Ninmah on Mars by Janet Kira Lessin
Ninmah led a group of heroes following a faint beaming originating from the surface. They found Anzu beside a lakeshore. The signal from his helmet was left on automatic, waiting for this magical day.
Anzu lay before her, lifeless, without motion. Prostate he lay dead. Ninmah took a Pulsar from her pouch, placed it on Anzu’s heart and directed the life-giving pulse to his heart.
Nothing. Anzu remained lifeless and dead.
Next she took out the Emitter, its life giving crystal emissions directed on his body.
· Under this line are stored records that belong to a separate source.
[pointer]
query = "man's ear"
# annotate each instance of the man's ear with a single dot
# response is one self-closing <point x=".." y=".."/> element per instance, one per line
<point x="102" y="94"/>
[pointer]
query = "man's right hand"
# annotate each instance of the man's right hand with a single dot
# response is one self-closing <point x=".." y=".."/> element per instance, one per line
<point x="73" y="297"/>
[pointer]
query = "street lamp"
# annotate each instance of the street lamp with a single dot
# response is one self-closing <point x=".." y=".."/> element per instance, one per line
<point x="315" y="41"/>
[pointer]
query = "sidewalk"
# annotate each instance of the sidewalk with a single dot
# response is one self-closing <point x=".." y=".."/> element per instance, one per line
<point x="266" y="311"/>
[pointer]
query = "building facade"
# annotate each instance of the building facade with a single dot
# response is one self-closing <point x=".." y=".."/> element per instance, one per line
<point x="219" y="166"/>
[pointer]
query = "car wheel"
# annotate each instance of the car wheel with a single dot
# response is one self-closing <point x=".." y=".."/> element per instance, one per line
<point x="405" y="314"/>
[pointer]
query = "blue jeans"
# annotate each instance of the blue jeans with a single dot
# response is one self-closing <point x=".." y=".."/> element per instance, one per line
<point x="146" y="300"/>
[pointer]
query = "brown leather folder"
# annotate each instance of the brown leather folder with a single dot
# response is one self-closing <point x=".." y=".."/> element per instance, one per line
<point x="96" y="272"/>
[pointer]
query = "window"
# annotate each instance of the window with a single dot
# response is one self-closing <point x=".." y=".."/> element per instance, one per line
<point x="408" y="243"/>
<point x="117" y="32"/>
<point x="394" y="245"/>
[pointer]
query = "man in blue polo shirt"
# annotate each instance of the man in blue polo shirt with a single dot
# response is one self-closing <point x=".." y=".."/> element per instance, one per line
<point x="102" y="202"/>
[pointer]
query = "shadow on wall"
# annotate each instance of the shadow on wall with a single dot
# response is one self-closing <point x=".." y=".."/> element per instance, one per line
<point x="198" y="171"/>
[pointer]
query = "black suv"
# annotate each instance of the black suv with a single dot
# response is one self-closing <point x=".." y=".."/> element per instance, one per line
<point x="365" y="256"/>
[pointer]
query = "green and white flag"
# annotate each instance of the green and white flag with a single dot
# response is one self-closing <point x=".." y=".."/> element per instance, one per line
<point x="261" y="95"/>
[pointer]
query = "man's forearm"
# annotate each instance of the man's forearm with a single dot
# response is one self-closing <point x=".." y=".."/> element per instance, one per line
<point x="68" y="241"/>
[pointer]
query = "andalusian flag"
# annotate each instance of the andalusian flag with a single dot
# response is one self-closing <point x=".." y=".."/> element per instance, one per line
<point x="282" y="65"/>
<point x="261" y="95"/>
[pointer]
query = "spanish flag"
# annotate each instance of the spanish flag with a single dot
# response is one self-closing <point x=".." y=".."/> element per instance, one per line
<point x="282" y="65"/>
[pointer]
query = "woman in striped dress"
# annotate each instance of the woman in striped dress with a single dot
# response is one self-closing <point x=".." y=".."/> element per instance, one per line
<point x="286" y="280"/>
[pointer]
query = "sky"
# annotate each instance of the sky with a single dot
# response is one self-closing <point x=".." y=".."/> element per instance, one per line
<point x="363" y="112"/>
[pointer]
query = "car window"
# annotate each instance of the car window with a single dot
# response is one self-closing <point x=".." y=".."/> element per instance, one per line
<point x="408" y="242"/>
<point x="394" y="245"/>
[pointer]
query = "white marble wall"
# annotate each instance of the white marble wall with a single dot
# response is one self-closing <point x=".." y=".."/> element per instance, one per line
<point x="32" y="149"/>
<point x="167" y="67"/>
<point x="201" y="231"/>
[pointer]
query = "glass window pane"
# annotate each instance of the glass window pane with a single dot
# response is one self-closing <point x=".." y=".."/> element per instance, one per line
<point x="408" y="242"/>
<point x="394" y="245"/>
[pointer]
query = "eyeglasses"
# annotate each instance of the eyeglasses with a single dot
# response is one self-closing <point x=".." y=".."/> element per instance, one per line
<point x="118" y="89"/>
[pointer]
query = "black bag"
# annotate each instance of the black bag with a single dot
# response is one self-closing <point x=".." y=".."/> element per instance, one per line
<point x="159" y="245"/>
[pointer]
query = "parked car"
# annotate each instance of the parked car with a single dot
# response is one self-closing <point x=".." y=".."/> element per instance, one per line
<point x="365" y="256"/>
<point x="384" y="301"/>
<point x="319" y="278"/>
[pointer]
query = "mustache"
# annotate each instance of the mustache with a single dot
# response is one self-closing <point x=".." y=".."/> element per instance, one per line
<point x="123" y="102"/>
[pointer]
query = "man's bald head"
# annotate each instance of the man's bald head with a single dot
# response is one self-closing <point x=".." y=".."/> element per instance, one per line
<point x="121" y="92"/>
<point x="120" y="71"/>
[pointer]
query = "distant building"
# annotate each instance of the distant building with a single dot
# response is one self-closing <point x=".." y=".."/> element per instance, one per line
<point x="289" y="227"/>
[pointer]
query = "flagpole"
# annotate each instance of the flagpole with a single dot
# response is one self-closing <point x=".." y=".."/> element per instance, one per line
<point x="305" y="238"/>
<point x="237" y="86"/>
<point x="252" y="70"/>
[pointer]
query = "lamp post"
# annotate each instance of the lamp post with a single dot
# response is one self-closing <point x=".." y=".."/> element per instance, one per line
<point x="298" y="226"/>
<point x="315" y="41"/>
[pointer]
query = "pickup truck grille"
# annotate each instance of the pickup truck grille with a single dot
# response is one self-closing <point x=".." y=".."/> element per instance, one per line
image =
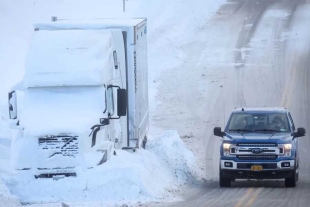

Nothing. No response. Anzu was dead.
Sixty times she directed the Pulsar. Sixty times she directed the Emitter. On the sixtieth time the Emitter emitted, Anzu finally opened his eyes. He motioned towards his lips. Ninmah gently soaked his face with the Water of Life, wetting his lips he responded.
A miracle then happened. Anzu rose from the dead!
Shaken, he was given ample time to recover. But he seemed impatient to rest, so they let him walk as soon as he could stand without falling. He led them to a rock which protruded heavenward from the plain. Once there he rested and told what had happened.
“Soon after we landed Alalu began to scream from unremitting pain. From his mouth he was spitting his innards. I could do little to comfort him. He eyes bulging in agony, he peered over the wall to this place I now must show you.”
We followed Anzu to a great rock that jutted heavenward from the plains like a mountain. “Here, I found this great cave and here’s where I hid Alalu’s corpse.”
“I covered its entrance with stones”, Anzu said as we followed him to the rock. We removed the stones and entered the cave.
We found what remained of Alalu. He who once ruled Nibiru was now but a pile of bones in a cave.
I was shocked to see him in such a state of decay. I felt moved and remorse that for the first time in the annals of our people a king has died, not on Nibiru, but some strange, foreign planet. And here he will be buried.